Jorge pulled Erin closer again.
“I like to think I’m indestructible,” he said. “And that I can set things on fire with my brain.”
“You two are idiots,” Jessica reprimanded. “Worse than idiots.”
“I just don’t see,” said Jorge, “how my getting worried and not doing anything is any more helpful than my not getting worried and not doing anything.”
“Seriously,” added Erin. “It’s not like we’re not going to not do anything anyway, regardless of how much we do or don’t worry.”
“Well, that’s because –” Jessica started. “Actually, hold on, I gotta ... I gotta write this down.”
***
Sheila ran out of bourbon much sooner than she had anticipated. She still had cigarettes, but, since she was no longer drinking, they no longer held any appeal.
She was, however, still very, very drunk. As such, when she stumbled into Jorge’s cubicle and vomited, Sheila was not caught by surprise.
Jorge, Erin, and Jessica, however, were.
“Are you OK?” asked Jorge, still in Erin’s cubicle.

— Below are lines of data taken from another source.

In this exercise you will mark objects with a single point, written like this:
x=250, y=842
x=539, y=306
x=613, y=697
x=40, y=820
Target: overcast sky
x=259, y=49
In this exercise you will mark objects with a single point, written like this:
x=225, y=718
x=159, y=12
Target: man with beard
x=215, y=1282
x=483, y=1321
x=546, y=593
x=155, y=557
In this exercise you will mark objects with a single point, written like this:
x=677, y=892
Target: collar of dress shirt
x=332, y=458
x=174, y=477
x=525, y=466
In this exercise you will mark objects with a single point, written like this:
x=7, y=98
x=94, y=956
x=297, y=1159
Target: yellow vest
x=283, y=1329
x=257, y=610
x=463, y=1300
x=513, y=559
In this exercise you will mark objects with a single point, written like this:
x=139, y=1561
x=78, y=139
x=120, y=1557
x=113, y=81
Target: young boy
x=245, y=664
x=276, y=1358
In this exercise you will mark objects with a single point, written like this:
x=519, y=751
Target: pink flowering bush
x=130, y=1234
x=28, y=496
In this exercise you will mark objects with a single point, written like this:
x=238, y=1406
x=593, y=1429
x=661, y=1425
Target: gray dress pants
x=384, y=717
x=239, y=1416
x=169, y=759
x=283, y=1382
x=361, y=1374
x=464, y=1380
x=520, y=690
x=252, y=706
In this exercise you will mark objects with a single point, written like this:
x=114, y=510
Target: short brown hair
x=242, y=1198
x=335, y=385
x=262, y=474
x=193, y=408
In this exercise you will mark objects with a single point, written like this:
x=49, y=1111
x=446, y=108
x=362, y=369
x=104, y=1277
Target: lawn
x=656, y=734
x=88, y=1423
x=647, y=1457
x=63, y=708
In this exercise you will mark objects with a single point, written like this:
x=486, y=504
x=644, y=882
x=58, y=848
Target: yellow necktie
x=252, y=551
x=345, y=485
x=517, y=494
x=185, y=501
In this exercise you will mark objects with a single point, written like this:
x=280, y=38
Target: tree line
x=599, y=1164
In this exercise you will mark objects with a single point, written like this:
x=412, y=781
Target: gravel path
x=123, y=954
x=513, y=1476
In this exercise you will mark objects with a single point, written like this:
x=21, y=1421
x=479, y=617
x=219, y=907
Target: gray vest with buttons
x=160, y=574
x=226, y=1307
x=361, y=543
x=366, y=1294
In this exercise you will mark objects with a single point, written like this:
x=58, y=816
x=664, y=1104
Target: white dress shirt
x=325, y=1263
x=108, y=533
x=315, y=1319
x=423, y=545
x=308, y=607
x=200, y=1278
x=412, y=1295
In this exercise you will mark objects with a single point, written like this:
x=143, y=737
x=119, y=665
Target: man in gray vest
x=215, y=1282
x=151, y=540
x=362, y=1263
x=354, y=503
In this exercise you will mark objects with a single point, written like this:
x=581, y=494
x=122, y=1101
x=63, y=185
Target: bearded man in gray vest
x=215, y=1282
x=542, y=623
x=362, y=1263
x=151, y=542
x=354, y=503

“Jush peachy,” sputtered Sheila. She had one hand pressed against the cubicle wall to steady herself – a job it was not performing particularly well. The manager’s jet black hair was falling over her face as she swayed.
“How much did you drink?” he asked.
“Everything,” she replied.
“That’s ... not really an amount.”
“Your mom.”
“That’s not either.”
Sheila vomited again.
“That probably is, though,” said Erin.
Then, at that moment, a phone rang.
“What the shit is that?” said Jorge, genuinely surprised.
“It’s ... my phone,” said Jessica, confused. “Personal line.”
“They ... They fished the phones,” said Sheila. “I got the tesht ... from the tech guysh here when ... when I was up on the ... the thing.”
Jessica put on her headset and hit the call button.
“Hello?”
“Did they get everything fixed then?” said Jorge.
“Yesh.” Sheila burped.
“To the internet!” exclaimed Erin, raising her index finger into the air. She spun away from Jorge and into her chair.
“Yeah, I’m fine. I’m at – What?!” said Jessica.
Erin double-clicked the Internet Explorer icon on her desktop. A new window opened, defaulting to CNN.com.
“Holy shit,” she said.
“No ...” said Jorge, leaning over her. “No fucking way ...”
“Oh my God,” said Jessica. “Oh my God!”
“Yeah, I fucking know, right?” added Sheila before vomiting again. The others could hear her stumbling to sitting on the ground. “I guesh we can go home now.”